County Administrator Bob Thomas told the commissioners the extra penny sales tax would bring in almost $1.9 million per year, and after sharing the revenue with the cities of Elberton and Bowman, the county would have $1.2 million to spend on the 400 miles of county-maintained paved roads.
”If this is something the commissioners want to move forward with, we really need to get to work on it,” Thomas said. “I’m not sure that we need to move so quick that we don’t give public input to it. That’s going to be a key component, is providing public input to it.”
The T-SPLOST referendum would be held in March or November of next year and would require approval by a majority of voters in the county. A list of proposed projects would be presented to the voters, and the tax would be levied for a five-year period.
Commissioner Chris Alexander said he believes voters would support a special sales tax for needed road repairs. “I think if we do it right like it ought to be done the first five years, I think they would see how instrumental it was, I think they would want to continue.”
Commissioner Horace Harper agreed. “Nobody wants a tax increase, but if they know every penny of that is going toward their roads in this county, I think they’d go along with it.”
Further discussion of the T-SPLOST proposal for Elbert County will be on the agenda for the commissioners’ regular monthly meeting Monday afternoon. Thomas also informed the board Thursday that the county’s share of state Local Maintenance and Improvement Grant funding for 2019 amounts to $646,014, which the county is required to match with an additional 30 percent expenditure.
In other business Thursday, the commissioners heard from Keep Elbert County Beautiful representatives Joe Ray and Bill Hood on their desire for stricter and better-publicized enforcement of littering and illegal dumping violations. Ray said the problem won’t be solved unless citizens are aware of the penalties being imposed on violators.
“Until people know that Elbert County is serious about trash, dumps, anything in the world on the side of the road, then these people are going to continue to do it,” Ray said. “Now, do all these people have money? Absolutely not, but that’s not an excuse. I mean, until we get the mindset changed – it’s not going to happen tomorrow. But one of the biggest things we can do is actually to start issuing some fines, publishing them in the paper, letting people know that we’re serious about this.”

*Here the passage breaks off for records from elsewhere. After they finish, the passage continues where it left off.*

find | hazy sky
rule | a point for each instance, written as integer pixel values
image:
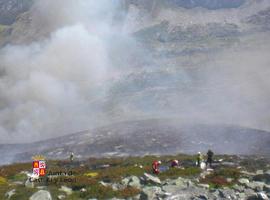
(82, 75)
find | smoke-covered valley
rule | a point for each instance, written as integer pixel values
(78, 65)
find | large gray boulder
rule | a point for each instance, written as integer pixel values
(262, 178)
(9, 194)
(258, 196)
(41, 195)
(151, 179)
(256, 186)
(134, 182)
(150, 192)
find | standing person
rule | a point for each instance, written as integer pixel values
(71, 157)
(199, 159)
(174, 163)
(155, 166)
(210, 155)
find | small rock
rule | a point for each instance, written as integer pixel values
(258, 196)
(204, 186)
(259, 172)
(104, 184)
(29, 184)
(150, 192)
(238, 188)
(61, 197)
(256, 185)
(41, 195)
(242, 195)
(134, 182)
(262, 178)
(67, 190)
(202, 197)
(266, 188)
(243, 181)
(262, 196)
(10, 193)
(151, 179)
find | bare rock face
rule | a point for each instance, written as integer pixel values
(41, 195)
(10, 9)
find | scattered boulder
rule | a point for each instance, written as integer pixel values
(134, 182)
(41, 195)
(151, 179)
(9, 194)
(259, 172)
(243, 181)
(61, 197)
(29, 184)
(67, 190)
(258, 196)
(150, 192)
(204, 186)
(256, 186)
(266, 188)
(227, 194)
(263, 178)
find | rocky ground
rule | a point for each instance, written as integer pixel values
(232, 177)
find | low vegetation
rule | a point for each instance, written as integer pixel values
(96, 176)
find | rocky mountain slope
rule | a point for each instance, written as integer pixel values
(232, 177)
(140, 138)
(178, 73)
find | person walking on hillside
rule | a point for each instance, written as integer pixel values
(174, 163)
(210, 155)
(199, 159)
(71, 157)
(155, 166)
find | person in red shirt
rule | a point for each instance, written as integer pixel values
(155, 166)
(174, 163)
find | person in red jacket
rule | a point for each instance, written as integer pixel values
(155, 166)
(174, 163)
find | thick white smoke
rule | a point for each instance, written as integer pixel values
(46, 87)
(69, 82)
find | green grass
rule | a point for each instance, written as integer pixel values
(119, 169)
(176, 172)
(218, 179)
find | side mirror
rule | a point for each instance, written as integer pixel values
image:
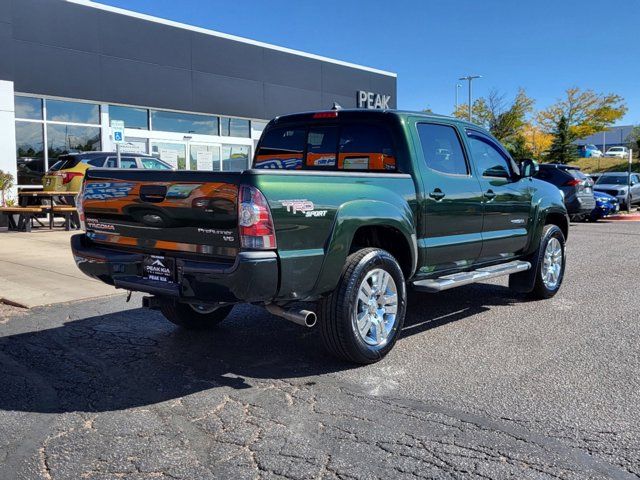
(529, 168)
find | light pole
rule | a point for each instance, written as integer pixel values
(470, 78)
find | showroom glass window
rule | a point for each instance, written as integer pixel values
(184, 122)
(235, 127)
(63, 126)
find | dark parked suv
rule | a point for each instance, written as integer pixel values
(576, 187)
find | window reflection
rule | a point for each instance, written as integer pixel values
(235, 127)
(75, 112)
(28, 107)
(172, 153)
(132, 117)
(63, 139)
(235, 158)
(184, 122)
(30, 153)
(204, 157)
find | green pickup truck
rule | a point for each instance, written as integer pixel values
(341, 212)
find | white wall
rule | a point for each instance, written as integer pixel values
(8, 131)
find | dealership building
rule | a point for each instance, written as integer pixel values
(68, 68)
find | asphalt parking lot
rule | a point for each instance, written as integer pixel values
(483, 384)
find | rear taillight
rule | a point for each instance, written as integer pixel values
(68, 176)
(254, 220)
(80, 208)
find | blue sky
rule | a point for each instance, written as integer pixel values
(544, 46)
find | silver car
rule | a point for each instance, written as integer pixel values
(615, 184)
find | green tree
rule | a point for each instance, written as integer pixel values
(506, 120)
(585, 112)
(6, 184)
(634, 139)
(562, 148)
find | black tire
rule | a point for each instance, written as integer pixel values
(336, 313)
(188, 317)
(541, 290)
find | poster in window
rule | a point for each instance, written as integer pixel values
(204, 160)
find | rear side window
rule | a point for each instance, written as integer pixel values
(128, 162)
(153, 163)
(65, 162)
(349, 146)
(442, 149)
(95, 162)
(488, 159)
(282, 148)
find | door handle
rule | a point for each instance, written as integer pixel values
(437, 194)
(489, 195)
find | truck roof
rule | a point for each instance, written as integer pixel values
(366, 113)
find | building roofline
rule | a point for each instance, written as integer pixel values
(214, 33)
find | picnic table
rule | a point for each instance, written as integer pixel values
(35, 203)
(42, 197)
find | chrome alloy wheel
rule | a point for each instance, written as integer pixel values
(552, 263)
(377, 307)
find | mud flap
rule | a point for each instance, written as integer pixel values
(524, 282)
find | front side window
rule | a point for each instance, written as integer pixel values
(442, 149)
(489, 161)
(184, 122)
(73, 112)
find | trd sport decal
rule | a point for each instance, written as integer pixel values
(306, 207)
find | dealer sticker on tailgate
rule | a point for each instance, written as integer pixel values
(157, 268)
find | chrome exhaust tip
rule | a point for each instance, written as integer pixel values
(305, 318)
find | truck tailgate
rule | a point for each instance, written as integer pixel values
(160, 210)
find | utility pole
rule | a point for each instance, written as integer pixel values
(629, 182)
(470, 79)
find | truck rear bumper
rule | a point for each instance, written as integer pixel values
(252, 278)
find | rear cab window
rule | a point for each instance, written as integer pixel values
(442, 149)
(355, 146)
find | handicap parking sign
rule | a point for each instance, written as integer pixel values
(117, 131)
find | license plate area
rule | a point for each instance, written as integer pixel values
(158, 269)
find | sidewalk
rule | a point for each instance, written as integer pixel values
(38, 269)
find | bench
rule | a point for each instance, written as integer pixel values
(26, 215)
(70, 214)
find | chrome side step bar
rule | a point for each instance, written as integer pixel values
(464, 278)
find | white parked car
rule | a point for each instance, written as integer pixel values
(620, 152)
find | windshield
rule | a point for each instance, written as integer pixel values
(612, 180)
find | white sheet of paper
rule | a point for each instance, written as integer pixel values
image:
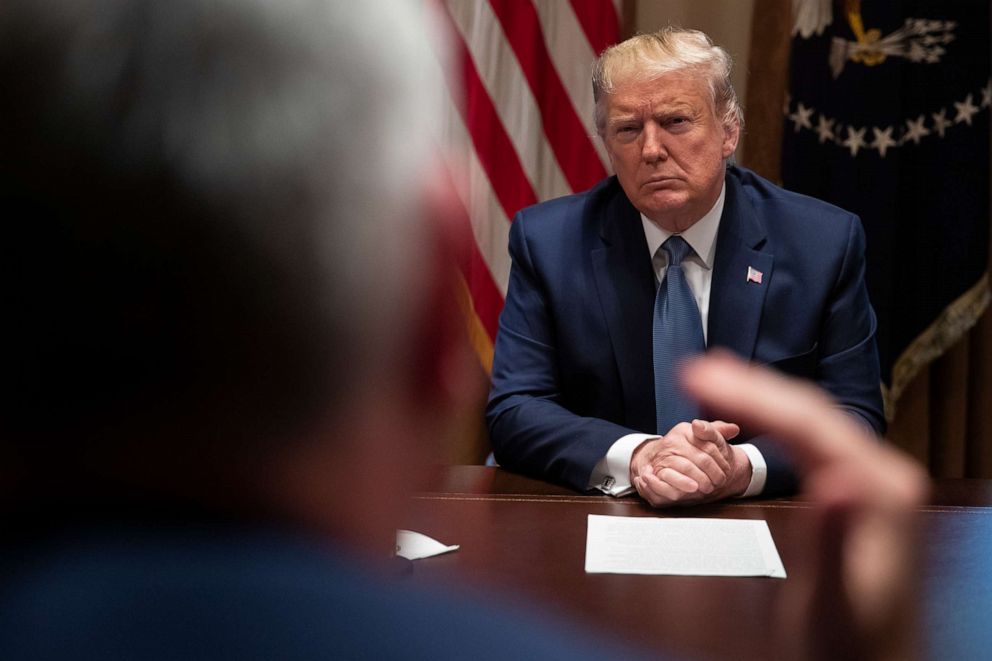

Among the suggestions discussed for consideration by the commissioners is a monthly report on violations, citations and fines to be published in the local news media.
Carla Patten of the local Humane Society appeared before the commissioners to discuss recommendations for animal control in the county. Thomas said beginning Dec. 1, animal control will be separated from the county’s code enforcement department and be handled by the Elbert County Sheriff’s Office with two people assigned to animal control full-time, with additional support from sheriff’s deputies.
The commissioners were also informed that Jim Purcell has resigned from the Elbert County Board of Assessors, and Thomas asked commissioners to consider nominations for Purcell’s successor.